Pasqua: mons. Renna (Catania), “ciascuno possa accogliere il saluto di pace di Cristo e lasciarsi disarmare da questo annuncio”

(Foto: diocesi di Catania)

“Pace a voi!”. “Solo il Cristo riesce a portare la pace dove le porte sono chiuse e a donarla in maniera diversa da come la dona il mondo, che si aspetta che avversari e nemici dichiarino la resa e pretende anzi un tappeto rosso per offrire riconciliazione e perdono”. Lo scrive nel suo messaggio per Pasqua l’arcivescovo di Catania, mons. Luigi Renna, negli auguri per Pasqua. “Cristo ha già ‘forzato’ le porte della morte e quelle della cattiveria di chi lo ha arrestato, della viltà di chi lo ha condannato, della violenza di chi lo ha crocifisso, della pochezza di chi lo ha abbandonato. Ha ‘forzato’ tutto ciò con la sua mitezza, con parole e gesti che hanno donato riconciliazione anche nel momento drammatico della croce, ed ecco che la sera di Pasqua non gli rimane che raccogliere il frutto di questi tre giorni e portarlo ai discepoli e all’umanità e dire ‘Pace a voi!’”, sottolinea il presule.

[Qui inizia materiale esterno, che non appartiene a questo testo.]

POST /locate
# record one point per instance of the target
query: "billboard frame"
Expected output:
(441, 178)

“L’evangelista Giovanni – aggiunge mons. Renna – dice che agli Undici stupiti ed increduli mostrò le piaghe e il costato, documenti indelebili d’amore, perché le ferite che la guerra lascia nelle città bombardate o nei villaggi africani bruciati, nei cuori spezzati da un amore tradito, una violenza subita, stentano a cicatrizzarsi, ma quelle del Risorto, sanate dall’Amore che salva, diventano ‘feritoie di luce’ (don Tonino Bello), dalle quale traspare un modo diverso di vivere”.
E allora, conclude l’arcivescovo, “l’augurio che vogliamo farci in quest’anno è che ciascuno possa accogliere il saluto di pace di Cristo e lasciarsi disarmare da questo annuncio”.